The Reason We Came to This Conclusion

It is difficult to appreciate the many direct and complex adverse impacts on Citizens who live adjacent to Cedar Hills Regional Landfill (CHRL), such as are generated by waste-related industries and facilities, without having first-hand experience by living nearby.

There are many valid human and environmental health-related concerns associated with contaminated air, soil and water, plus many direct adverse living experiences related to ground effects, such as and including geological and seismic disturbances that involve citizen’s homes. All of these concerns have direct and known adverse impacts on human and environmental health and safety.

Repeated and on-going lawsuits related to exceedances of released Toxics, including carcinogens and neurotoxins, many of which are generated by on-going gas leaks, fumes, aerosols, rainwater runoff and landfill leachates, reflect just a few dangers imposed on the directly-affected citizens.

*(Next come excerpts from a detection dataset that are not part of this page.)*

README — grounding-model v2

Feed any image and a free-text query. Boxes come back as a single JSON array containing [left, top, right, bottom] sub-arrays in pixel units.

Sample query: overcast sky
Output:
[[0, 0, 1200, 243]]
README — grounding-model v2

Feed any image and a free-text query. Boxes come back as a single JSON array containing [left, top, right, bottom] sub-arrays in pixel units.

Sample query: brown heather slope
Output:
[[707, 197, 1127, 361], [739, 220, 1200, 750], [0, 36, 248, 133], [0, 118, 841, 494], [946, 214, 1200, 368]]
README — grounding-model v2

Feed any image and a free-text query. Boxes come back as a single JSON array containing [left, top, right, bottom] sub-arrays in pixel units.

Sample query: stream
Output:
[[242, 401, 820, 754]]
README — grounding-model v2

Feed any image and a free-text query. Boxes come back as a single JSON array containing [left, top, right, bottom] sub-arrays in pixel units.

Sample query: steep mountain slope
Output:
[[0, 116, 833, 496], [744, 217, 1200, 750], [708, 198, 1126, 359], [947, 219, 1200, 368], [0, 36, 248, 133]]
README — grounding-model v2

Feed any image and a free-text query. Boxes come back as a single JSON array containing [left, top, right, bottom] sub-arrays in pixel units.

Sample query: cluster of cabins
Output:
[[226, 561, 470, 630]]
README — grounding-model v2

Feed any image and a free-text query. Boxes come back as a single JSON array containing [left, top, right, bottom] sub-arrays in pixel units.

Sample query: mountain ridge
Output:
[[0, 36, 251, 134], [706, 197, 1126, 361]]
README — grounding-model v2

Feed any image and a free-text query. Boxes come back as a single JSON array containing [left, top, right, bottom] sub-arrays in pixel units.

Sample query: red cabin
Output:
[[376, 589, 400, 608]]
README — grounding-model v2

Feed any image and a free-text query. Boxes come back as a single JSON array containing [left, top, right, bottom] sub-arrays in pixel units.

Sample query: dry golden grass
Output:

Our mission is to break the cycle of the continuing landfill expansion and the associated Toxic releases that have persisted for decades. Governing bodies, agencies and waste-associated industries do not provide answers for when this dangerous and damaging behavior will cease.

A reasonable beginning will be for King County Solid Waste Division and Washington State Department of Ecology to provide the adversely-affected citizens full disclosure of the full spectrum of Toxics to which the citizens are exposed. In the least case, it needs to be made clear for the Citizens what is the full spectrum of Toxics in the air, fumes, aerosols, soils, sediments, waters, leachates and other unmanaged and uncontrolled by-products of CHRL.

A reasonable starting point will be full disclosure of:

i)     What’s in CHRL?

ii)    What toxic chemicals are released to the environment?

iii)   What is the Toxicity associated with each released Toxic?

Universal Test for All Public and Environmental Health and Safety Procedures:

·         Performance of a complete Chemical Characterization of the aerosols, fumes, volatiles, leachates and runoff, including surface and groundwaters, stating each chemical detected, as well as its known toxicity, plus details of the synergistic toxicity of the multitude of permutations of the listed chemicals. The chemical inventory should include samples from Cedar Hills Regional Landfill, Cedar Grove Compost, Land Reclamation, Inc. and Queen City Farms Superfund site, plus the receiving waters, to include the Cedar River, Issaquah Creek and the underlying aquifer.

·         Conduct of a Toxicological Analysis of each chemical derived from the Toxics detected.

Notes:

·         Sampling must be conducted in both wet and dry seasons of the year.

·         Generation of a plan for elimination of Toxics release into air, soils and waters is a requirement.

·         Development of a plan, with timeframes, to prevent Toxics release from CHRL is a requirement.

·         The Proposed Scientific Evaluation and Reporting Approach is expected to include affected citizens as part of a required oversight committee.

Anticipated Outcome: Armed with this basic core data, the affected Citizens, King County and the Department of Ecology will then be able to move forward with an immediate proactive plan of restoration (not mitigation or remediation) of this precious living environment. It is time to break the cycle of toxic waste disposal into our natural environment, including into the neighborhoods of local citizens.